Ousman nodded, expression unreadable. “She tried. I listened.”

“That’s something,” Yerro said. “Reconciliation begins with listening.”

Ousman gave a dry chuckle. “Borogie’s words, no doubt. She’s been preaching that to everyone lately.”

Yerro smiled faintly. “And she’s not wrong.”

“She means well,” Ousman said, leaning back. “But you know what’s strange? The same Borogie your aunt despised the most is the one who came to plead for her. She said nothing unkind, only asked me to remember the woman Mbentoung used to be. I sat there thinking — the woman she once hated now carries her burdens without complaint. Some people are born to calm storms that others create.”

He sipped his tea slowly. “But as for me, I feel… distant. Like a man standing outside his own house, knocking softly, unsure if he even wants to go back in.”

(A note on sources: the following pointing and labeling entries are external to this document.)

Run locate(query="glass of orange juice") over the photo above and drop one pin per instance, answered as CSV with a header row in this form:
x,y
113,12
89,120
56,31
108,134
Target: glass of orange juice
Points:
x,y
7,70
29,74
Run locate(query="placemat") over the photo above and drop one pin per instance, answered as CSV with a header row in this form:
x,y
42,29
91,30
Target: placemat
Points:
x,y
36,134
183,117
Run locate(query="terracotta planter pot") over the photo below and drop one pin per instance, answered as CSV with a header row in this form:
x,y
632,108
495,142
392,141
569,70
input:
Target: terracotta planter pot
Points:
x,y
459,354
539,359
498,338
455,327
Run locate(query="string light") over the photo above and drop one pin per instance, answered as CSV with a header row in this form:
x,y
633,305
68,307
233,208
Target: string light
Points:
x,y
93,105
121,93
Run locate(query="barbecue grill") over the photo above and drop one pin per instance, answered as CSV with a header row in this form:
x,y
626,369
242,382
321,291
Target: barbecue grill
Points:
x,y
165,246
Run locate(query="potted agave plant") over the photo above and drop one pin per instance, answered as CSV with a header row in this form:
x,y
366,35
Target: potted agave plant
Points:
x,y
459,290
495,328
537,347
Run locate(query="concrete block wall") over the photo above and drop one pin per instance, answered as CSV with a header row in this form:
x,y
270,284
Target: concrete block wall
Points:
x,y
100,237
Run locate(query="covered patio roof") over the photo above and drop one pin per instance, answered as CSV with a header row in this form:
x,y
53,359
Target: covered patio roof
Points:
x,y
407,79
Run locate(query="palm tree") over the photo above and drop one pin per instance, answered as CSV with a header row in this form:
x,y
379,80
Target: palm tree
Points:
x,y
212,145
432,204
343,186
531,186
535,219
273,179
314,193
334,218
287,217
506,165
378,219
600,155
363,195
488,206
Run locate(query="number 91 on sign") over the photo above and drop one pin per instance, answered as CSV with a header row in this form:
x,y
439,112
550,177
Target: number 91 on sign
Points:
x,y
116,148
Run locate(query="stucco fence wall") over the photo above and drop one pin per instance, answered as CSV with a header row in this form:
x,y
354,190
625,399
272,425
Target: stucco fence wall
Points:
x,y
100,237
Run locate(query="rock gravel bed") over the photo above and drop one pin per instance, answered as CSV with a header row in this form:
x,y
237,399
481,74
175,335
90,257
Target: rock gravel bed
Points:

Yerro hesitated before speaking. “You’re thinking of that girl, aren’t you? The one from the gathering?”

Ousman looked away. “You notice everything, don’t you?”

“I’m not blind, uncle. But listen to me: chasing that path will not give you peace. It will only stir the ashes.”

“I don’t plan to marry her,” Ousman said, though his voice lacked conviction. “I just want to see her again. Once. So I can put this restlessness to bed.”

Yerro sighed. “That’s how fire starts — with one spark that thinks it won’t burn.”

Ousman’s eyes hardened slightly. “You speak like I have no control.”

“I speak like someone who’s watched marriages crumble for less,” Yerro replied quietly. “Borogie says reconciliation takes both will and humility. You’ve given a bit of will. Try the other.”

The older man said nothing, tracing the rim of his cup with his thumb.

By midday, Borogie heard of the supper and the uneasy truce. She was tending to her garden when Yerro returned and told her.

“So they ate together?” she asked, brushing soil from her hands.

“Yes,” he said. “But peace hasn’t taken root yet. He’s still torn. His thoughts wander to that girl from the gathering. I fear if he sees her again, all we’ve tried to mend will come undone.”

Borogie sighed, straightening up. “That is the way of men, Yerro. When they feel unseen at home, they start seeking reflection elsewhere — in gentler tones, in new faces. But what they chase isn’t the woman. It’s the version of themselves they think they lost.”

She paused, gazing out toward Ousman’s compound. “Still, I’m glad they spoke. Even uneasy peace is better than silent war. Words, when spoken with care, can begin to patch what other words once tore apart.”

Then, softly, almost to herself, she added, “But words, once spilled, never return in their pure form. Like water poured on the ground — they seep in, leaving stains we cannot see until the earth dries.”

Yerro nodded slowly. “So what now?”

“Now,” Borogie said, “we watch. We pray. And we let time test whether what was said last night was apology or habit.”

She bent again to her work, her fingers pressing into the cool earth, steady and unhurried — as if she understood that some seeds must break before they grow.